BAB 5. RAMBUT BARU

KEAJAIBAN RAMADAN



"Yuk sekarang berangkat," ajak Mba Tanti.

Arum menyimpan kutek dan lipstik mini pemberian Mba Tanti.

"Ini Nur punyanya. Kita punya lipstik dan cat kuku yang sama dari Mba Tanti," kata Arum. 

"Simpan saja si sini Rum," sahutku.

"Terima kasih ya, Mba Tanti," ucap Arum, lalu menyimpan kekamarnya lipstik dan kutek itu.

"Maaf Mba saya tidak bisa ikut," sahutku.

"Nur, nanti Mba Tanti akan bilang ke Bibimu, ya? Pasti Bi Sri tidak akan marah. Percaya sama Mba Tanti."

"Saya pulang dulu, Mba. Saya harus mengaji habis Maghrib," elakku.

"Lo ini kan baru jam empat. Ayok sekarang berangkat, biar Nur yang pertama jadi modelnya. Nanti Nur Mba Tanti kasih baju baru yang bagus ya?"

Arum diam saja. Aku hampir melangkah untuk pulang.

"Bu Sumi boleh ikut kok ke salon. Ayo Bu, sekalian menemani Arum dan Nur," ajak Mba Tanti.

"Bu Sum nggak usah ikut, percaya kok sama Mba Tanti, yang penting setelah selesai antar kembali Arum pulang ya?" pinta Bu Sumi.

"Pasti dong Bu Sum, saya pinjam Arum sebentar saja kok, mau dipotong rambutnya untuk karyawan salon saya, nanti ada upah untuk Arum." Mba Tanti tampak memberi sesuatu ke Bu Sumi.
Bu Sumi mengambil pemberian dari Mba Tanti." Kok repot-repot sih Mba Tanti?" tutur Bu Sum.

"Nggak papa Bu Sum. Hanya berbagi sedikit rezeki," sahut Mba Tanti.

Mba Tanti menggamit tanganku dan Arum, mengajak naik ke mobilnya yang terparkir di halaman.
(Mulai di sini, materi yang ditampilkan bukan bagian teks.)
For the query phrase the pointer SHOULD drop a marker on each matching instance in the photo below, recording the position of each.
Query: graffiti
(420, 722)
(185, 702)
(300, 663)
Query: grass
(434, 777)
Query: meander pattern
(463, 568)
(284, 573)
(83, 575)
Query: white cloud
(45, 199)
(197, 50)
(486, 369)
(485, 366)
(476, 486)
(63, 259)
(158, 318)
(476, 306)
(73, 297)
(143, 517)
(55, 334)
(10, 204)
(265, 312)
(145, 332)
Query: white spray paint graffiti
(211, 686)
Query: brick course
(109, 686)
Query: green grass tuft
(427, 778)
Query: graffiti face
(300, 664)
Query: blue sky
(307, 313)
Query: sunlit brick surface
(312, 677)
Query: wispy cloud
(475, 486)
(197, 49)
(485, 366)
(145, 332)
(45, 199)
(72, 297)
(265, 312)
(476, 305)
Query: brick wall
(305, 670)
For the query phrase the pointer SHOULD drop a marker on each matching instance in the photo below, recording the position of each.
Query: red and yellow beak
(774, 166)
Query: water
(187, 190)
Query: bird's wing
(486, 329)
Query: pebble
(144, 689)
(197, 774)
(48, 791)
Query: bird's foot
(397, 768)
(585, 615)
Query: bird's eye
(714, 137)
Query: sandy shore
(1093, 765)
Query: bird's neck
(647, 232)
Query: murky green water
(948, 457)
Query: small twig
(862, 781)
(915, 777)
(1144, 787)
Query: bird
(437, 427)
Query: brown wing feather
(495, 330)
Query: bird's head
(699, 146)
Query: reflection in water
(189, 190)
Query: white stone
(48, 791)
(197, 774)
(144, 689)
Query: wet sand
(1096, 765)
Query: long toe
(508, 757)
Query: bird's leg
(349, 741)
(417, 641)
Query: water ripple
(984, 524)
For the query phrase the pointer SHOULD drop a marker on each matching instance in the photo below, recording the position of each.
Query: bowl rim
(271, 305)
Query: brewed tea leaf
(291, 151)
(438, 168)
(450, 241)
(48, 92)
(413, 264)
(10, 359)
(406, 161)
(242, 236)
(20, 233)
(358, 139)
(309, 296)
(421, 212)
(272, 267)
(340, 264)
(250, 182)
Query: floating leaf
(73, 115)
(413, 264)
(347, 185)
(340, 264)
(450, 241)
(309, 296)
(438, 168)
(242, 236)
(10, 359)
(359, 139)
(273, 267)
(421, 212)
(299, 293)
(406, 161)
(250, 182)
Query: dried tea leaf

"Nur kita cuma sebentar kok. Sebelum maghrib Mba Tanti antar pulang ke rumahmu. Ayo." Mba Tanti membuka pintu mobilnya.

"Ayolah Nur, kan ada aku. Pasti Bi Sri tidak akan memarahimu," timbrung Arum.

Mobil melaju, Arum duduk di jok belakang dan aku di samping Mba Tanti. Hanya satu kilometer saja jarak ke salon sekaligus tempat tinggal Mba Tanti.

Sampai salon mba Tanti aku di sambut karyawannya. Ada tiga perempuan muda memakai kaos berwarna pink bertuliskan nama salon Mba Tanti, 'Tiara salon.'

Dua karyawan sedang mencukur seorang lelaki muda. Aku seperti paham dengan wajahnya. Tapi Mba Tanti menggandeng tanganku untuk menjauh dan masuk satu ruangan dalam rumahnya.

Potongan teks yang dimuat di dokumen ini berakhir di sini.